At the same time, the students found that the health challenges in northern Canada, Greenland and Russia, where there are large indigenous populations, large distances and less economic development, were greater than in the Nordic region. What we call the social determinants of health – including food insecurity, poor and overcrowded housing, violence and trauma – had a noticeable impact on healthcare needs.
Wellness in Practice
We visited four diverse communities in northern Saskatchewan – La Ronge, the region’s administrative center; Stanley Mission, a reserve community of the Lac La Ronge Indian Band; and Pinehouse and Ile-à-la-Crosse, two Métis communities (the Métis are one of Canada’s Aboriginal peoples) – to better understand their concepts of health and wellness. Overall this part of the province is the size of Norway but has only 40,000 residents, 86 percent of whom are indigenous, distributed across 45 communities.
The biggest takeaway for the students was not that these communities were sad or poor or desperate, as we so often describe them, implicitly or explicitly, when calculating health indicators and gaps. Instead, the students saw strong, resilient and proud communities, with leaders who were making concrete efforts to “reclaim” the things that had been lost during the era and aftermath of colonization and residential schools. “We were misled into waiting for someone from the outside to come in to the community and fix everything,” declared one of our hosts, “but we are not waiting anymore.
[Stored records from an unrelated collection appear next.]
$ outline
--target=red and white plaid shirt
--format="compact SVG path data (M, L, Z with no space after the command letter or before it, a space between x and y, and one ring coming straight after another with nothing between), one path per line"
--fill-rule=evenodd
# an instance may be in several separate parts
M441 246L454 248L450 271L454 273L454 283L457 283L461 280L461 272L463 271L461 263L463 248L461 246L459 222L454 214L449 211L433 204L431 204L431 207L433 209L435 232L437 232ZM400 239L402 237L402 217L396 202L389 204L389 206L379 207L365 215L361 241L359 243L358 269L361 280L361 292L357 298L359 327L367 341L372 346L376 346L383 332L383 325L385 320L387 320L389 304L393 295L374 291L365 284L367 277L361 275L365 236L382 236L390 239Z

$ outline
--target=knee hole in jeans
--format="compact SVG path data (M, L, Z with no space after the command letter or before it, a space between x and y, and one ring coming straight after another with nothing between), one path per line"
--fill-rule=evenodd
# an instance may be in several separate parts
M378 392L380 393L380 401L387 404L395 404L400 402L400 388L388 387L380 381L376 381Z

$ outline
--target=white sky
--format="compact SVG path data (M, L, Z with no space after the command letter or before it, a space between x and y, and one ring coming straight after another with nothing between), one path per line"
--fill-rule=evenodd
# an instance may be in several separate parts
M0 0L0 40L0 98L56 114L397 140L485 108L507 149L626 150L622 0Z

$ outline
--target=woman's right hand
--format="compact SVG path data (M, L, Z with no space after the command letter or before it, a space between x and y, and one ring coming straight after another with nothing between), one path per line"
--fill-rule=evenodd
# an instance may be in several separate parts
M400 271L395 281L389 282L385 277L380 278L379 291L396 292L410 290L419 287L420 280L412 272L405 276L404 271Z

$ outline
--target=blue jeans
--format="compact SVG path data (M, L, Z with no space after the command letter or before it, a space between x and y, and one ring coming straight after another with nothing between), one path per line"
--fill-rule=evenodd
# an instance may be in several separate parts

We are fixing things ourselves.” For example, one community had arranged to host monthly community meetings of all community organizations – the school, police, health clinic, village office, daycare, social workers – to proactively address problems as they arise. Likewise, the students were warned not to see their role as nurses fixing their patients, but as empowering people to fix themselves.
The students had strong cultural experiences – some attended their first sweat (a purification ceremony) – and received warm hospitality. We ate walleye and white fish, blueberries and wild rice, and, over the course of 10 days, six kinds of bannock, the baking-soda biscuit popularized during the Canadian fur trade in the 18th and 19th centuries.
On the whole, the experience was a powerful reminder that while the North is different, it is not worse off. “You are so lucky to live here,” some of the participants told the student from northern Saskatchewan after we had enjoyed her community’s natural, historical and cultural endowments. “I hadn’t seen my community from that perspective before,” she later remarked.
While northerners have unique health challenges, they also have the tools and power to solve them. Having northern nurses deliver healthcare in their own communities, alongside colleagues from other cultures, is an important part of accomplishing that.
The views expressed in this article are those of the author and do not necessarily reflect the editorial policy of Arctic Deeply.